# 2005 props video



## Dr Morbius (Sep 21, 2004)

Video of 2005 haunt in process of being setup..day time, no sound, but some props are captured in thier animated state.

http://media.putfile.com/2005-haunt


----------



## ScareFX (Aug 18, 2004)

Those are great looking props Dr Morbius! Nice use of the Big Scream DVD. Did you use Vol 3? What was the TOT's reaction to that effect?


----------



## Zombie-F (Apr 12, 2004)

Yeah, the scream DVD (which I don't much care for based on the in store display) looked fantastic. Actually makes me want to try using it myself someday.


----------



## kevin242 (Sep 30, 2005)

very cool. I love the skeleton with quivering mandible!


----------



## Dr Morbius (Sep 21, 2004)

Thankyou..Alot of oohs and ahhs and "how'd he do that?"'s.

yea that's vol 3.

I have more pics but they came out CRAPPY at night..can barely see em!


----------



## DeathTouch (Sep 6, 2005)

Ok, where did you get the crystal ball?


----------



## TipoDeemin (Oct 8, 2005)

Woah. Just woah! How'd you do the motion on the hanging man? His swaying and kicking looked pretty creepy to me.


----------



## Vlad (Aug 2, 2005)

Way to be Doc. I like it all.


----------



## Dr Morbius (Sep 21, 2004)

DeathTouch said:


> Ok, where did you get the crystal ball?
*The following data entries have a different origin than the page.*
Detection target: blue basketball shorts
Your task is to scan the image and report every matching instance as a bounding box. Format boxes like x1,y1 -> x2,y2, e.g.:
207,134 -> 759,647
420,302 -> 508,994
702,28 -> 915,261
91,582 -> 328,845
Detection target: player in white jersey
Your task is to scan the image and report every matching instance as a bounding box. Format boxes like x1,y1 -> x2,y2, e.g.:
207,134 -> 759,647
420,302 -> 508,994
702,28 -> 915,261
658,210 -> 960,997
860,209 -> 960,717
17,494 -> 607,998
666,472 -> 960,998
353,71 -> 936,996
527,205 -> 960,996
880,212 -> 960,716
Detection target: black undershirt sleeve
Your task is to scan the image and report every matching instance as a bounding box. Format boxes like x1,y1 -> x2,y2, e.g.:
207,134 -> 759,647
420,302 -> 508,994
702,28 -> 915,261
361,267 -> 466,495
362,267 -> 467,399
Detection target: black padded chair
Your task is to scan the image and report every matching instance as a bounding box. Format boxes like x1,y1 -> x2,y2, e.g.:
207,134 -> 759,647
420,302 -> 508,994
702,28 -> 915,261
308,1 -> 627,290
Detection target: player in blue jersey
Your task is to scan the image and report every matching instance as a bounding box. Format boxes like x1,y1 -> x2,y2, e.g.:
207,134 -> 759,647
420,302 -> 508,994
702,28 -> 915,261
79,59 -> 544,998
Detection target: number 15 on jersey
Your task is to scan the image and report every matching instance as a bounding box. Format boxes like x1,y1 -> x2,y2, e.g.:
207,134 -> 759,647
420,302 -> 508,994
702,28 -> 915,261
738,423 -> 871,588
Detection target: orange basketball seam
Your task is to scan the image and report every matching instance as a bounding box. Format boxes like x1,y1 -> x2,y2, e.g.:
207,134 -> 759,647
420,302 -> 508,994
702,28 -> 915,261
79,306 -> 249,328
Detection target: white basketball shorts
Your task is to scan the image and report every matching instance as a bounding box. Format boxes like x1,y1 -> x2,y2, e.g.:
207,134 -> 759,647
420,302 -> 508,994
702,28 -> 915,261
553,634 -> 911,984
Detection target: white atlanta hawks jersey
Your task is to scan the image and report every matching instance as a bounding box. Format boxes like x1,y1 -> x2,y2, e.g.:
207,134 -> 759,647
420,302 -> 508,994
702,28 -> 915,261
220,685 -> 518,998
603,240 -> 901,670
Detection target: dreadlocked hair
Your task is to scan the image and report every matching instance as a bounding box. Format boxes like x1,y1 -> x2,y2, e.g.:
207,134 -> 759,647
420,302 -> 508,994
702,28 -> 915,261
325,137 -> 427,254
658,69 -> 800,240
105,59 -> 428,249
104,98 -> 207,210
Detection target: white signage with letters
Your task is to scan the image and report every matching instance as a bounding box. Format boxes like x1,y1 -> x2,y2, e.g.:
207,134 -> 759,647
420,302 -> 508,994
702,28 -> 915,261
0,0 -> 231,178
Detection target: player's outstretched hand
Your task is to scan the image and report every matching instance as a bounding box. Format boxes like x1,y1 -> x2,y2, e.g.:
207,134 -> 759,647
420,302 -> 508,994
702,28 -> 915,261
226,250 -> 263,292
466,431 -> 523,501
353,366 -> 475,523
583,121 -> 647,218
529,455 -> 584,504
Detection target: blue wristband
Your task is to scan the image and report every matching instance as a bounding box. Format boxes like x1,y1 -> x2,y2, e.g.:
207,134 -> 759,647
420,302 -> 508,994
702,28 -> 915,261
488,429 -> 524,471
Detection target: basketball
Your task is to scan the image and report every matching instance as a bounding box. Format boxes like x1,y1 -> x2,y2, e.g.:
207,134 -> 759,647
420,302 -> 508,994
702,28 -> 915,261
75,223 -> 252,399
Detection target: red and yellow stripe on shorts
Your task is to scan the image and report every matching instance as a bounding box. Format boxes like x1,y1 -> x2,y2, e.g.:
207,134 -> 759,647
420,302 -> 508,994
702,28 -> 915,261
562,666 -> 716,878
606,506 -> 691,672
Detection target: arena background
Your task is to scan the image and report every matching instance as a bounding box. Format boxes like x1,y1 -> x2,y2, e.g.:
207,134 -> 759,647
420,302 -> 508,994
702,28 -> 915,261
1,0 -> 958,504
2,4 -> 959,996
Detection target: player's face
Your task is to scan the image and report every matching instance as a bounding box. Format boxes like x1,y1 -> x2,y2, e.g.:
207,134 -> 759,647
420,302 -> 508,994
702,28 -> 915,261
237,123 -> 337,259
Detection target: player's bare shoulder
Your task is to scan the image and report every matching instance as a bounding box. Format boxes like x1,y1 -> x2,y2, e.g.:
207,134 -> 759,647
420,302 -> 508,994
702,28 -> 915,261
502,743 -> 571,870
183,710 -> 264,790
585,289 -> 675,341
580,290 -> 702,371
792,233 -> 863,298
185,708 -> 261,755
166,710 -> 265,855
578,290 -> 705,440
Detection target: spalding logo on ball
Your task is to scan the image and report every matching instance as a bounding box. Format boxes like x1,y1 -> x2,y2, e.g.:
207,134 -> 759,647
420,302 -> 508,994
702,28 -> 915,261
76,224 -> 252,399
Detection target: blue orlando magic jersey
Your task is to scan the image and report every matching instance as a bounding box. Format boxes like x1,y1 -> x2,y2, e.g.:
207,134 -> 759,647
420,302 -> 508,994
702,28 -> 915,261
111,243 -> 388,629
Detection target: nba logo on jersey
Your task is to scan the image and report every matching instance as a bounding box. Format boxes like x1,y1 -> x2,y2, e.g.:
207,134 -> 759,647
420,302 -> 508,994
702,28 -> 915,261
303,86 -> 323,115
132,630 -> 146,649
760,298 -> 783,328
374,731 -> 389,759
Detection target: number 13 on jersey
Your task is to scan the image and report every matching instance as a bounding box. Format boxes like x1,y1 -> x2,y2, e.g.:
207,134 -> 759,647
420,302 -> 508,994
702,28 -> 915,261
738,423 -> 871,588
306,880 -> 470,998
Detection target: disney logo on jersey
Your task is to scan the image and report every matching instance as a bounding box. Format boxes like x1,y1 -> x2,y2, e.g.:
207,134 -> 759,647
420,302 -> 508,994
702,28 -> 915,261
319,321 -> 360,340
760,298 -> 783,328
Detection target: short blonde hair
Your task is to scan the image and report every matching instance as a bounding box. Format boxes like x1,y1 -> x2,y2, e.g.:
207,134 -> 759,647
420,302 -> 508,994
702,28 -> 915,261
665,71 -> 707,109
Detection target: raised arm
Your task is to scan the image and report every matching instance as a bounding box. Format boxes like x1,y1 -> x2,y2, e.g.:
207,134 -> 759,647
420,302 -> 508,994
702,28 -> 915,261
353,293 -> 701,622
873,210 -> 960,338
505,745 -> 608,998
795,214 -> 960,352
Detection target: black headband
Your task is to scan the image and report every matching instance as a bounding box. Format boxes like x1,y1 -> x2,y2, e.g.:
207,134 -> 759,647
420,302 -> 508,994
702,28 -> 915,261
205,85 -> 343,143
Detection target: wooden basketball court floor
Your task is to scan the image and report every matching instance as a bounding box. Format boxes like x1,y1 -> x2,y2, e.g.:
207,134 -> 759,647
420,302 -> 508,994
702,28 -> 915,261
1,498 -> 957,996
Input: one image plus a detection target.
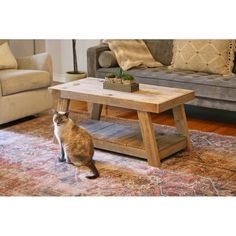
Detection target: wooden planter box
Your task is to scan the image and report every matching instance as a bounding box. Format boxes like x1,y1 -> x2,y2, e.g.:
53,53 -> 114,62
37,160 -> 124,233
103,81 -> 139,92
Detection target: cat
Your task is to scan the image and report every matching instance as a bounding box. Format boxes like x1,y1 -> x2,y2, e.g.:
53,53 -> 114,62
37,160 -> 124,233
53,111 -> 99,179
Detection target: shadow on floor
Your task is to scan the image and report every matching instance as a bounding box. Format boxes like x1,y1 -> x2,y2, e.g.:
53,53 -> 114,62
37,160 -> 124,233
0,116 -> 38,129
184,105 -> 236,125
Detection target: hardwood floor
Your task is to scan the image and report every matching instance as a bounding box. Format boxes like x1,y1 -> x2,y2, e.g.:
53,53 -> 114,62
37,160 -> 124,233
70,101 -> 236,136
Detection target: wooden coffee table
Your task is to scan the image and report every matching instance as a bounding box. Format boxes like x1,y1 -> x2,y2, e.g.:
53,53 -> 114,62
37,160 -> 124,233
49,77 -> 195,167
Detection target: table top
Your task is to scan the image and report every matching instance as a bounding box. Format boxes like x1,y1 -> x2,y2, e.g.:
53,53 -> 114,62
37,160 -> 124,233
49,77 -> 195,113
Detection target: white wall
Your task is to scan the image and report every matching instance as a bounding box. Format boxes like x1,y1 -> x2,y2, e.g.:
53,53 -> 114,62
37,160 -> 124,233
45,39 -> 100,82
77,40 -> 101,72
9,40 -> 46,57
8,39 -> 100,82
45,40 -> 62,77
10,40 -> 34,57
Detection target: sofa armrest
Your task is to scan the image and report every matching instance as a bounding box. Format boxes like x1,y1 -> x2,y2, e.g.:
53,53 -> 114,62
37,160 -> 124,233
87,44 -> 110,77
16,53 -> 53,81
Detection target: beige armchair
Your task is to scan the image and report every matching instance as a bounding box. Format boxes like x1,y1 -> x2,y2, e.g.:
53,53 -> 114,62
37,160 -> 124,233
0,42 -> 53,125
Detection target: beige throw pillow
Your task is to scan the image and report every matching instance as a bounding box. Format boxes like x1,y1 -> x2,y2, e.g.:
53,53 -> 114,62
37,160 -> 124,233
0,42 -> 17,70
169,40 -> 235,76
106,40 -> 163,70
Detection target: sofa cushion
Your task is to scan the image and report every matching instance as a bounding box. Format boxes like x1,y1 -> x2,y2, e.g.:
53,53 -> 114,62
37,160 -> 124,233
169,40 -> 235,76
0,42 -> 17,70
0,69 -> 51,96
96,67 -> 236,102
105,40 -> 163,70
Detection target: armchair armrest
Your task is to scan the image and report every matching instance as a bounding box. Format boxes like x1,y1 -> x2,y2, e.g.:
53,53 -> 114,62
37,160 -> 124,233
16,53 -> 53,81
87,44 -> 110,77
A fortune teller from the old country was hobbling down a road at night, when I hit her with my car, killing her instantly.

I took the crystal ball, and her father placed a curse on me making me thinner everyday!...sorry 'bout the Stephen King rip-off..
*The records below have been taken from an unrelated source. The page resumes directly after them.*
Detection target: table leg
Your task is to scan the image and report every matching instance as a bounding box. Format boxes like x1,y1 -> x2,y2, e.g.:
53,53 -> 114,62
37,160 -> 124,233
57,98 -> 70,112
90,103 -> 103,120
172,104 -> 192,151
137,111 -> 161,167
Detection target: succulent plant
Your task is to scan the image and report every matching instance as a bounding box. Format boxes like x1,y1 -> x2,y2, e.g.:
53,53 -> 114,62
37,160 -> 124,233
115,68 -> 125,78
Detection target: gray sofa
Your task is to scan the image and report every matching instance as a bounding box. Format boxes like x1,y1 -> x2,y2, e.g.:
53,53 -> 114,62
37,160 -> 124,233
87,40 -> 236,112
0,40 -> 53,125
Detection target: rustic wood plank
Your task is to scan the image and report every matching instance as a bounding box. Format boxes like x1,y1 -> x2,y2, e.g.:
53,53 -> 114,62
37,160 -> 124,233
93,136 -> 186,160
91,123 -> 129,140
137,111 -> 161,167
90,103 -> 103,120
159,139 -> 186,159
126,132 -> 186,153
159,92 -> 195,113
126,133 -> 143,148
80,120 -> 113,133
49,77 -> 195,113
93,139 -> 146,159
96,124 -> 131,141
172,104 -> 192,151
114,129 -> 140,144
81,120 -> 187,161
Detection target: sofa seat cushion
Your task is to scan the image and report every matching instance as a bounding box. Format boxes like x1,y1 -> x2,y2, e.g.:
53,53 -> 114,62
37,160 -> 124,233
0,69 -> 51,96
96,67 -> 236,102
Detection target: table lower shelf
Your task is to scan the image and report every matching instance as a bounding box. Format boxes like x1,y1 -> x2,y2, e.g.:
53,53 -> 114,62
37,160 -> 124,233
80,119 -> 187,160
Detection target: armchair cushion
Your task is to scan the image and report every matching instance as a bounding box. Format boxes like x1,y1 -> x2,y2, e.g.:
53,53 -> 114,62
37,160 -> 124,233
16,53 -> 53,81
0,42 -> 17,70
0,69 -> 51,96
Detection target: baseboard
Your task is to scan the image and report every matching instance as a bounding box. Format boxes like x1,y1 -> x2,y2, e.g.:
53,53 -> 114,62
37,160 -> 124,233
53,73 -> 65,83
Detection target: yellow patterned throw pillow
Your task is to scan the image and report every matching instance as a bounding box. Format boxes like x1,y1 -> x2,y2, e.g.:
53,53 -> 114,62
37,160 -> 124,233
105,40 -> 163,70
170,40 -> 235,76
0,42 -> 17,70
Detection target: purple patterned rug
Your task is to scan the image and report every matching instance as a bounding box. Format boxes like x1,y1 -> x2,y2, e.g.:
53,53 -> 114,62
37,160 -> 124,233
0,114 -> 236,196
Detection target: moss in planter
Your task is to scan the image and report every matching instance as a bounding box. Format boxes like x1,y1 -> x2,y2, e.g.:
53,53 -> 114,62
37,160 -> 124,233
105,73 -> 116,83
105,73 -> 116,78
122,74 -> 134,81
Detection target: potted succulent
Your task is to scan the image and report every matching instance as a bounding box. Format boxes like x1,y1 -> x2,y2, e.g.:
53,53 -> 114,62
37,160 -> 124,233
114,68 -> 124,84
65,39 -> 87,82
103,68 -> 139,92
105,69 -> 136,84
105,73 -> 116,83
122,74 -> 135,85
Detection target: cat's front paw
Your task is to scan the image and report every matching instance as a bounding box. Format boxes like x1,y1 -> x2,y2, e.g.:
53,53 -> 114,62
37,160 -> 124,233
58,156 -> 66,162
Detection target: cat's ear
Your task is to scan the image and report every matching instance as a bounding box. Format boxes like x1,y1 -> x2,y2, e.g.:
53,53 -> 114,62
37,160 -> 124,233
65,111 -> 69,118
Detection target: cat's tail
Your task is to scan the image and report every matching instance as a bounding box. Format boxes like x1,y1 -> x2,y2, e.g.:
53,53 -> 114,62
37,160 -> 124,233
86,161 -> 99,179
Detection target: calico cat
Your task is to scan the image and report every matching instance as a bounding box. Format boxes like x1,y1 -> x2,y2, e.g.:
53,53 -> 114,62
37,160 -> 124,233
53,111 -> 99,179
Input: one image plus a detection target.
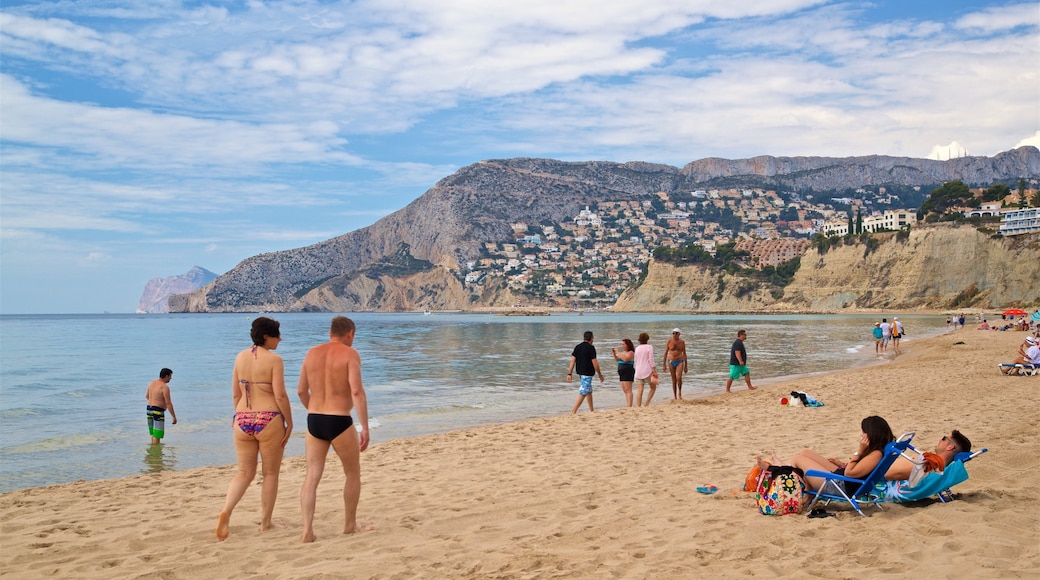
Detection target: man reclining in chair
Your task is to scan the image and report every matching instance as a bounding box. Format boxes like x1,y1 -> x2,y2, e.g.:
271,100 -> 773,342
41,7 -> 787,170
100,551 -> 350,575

Really, it is a DVD of a crystal ball..I think they stopped selling them though.
Not many people want to mess with turning a TV upside down, or building a cabinet to hold the setup.


----------



## Dr Morbius (Sep 21, 2004)

TipoDeemin said:


> Woah. Just woah! How'd you do the motion on the hanging man? His swaying and kicking looked pretty creepy to me.


Thanks..Too kind!

It's just a PVC armature with a windshield wiper motor in it to make the legs kick..I have a new Web host, and will put a link to it here as soon as I can..Alot of people ask me about my props, and I am only too happy to put How-to's on my site. Stay tuned!


----------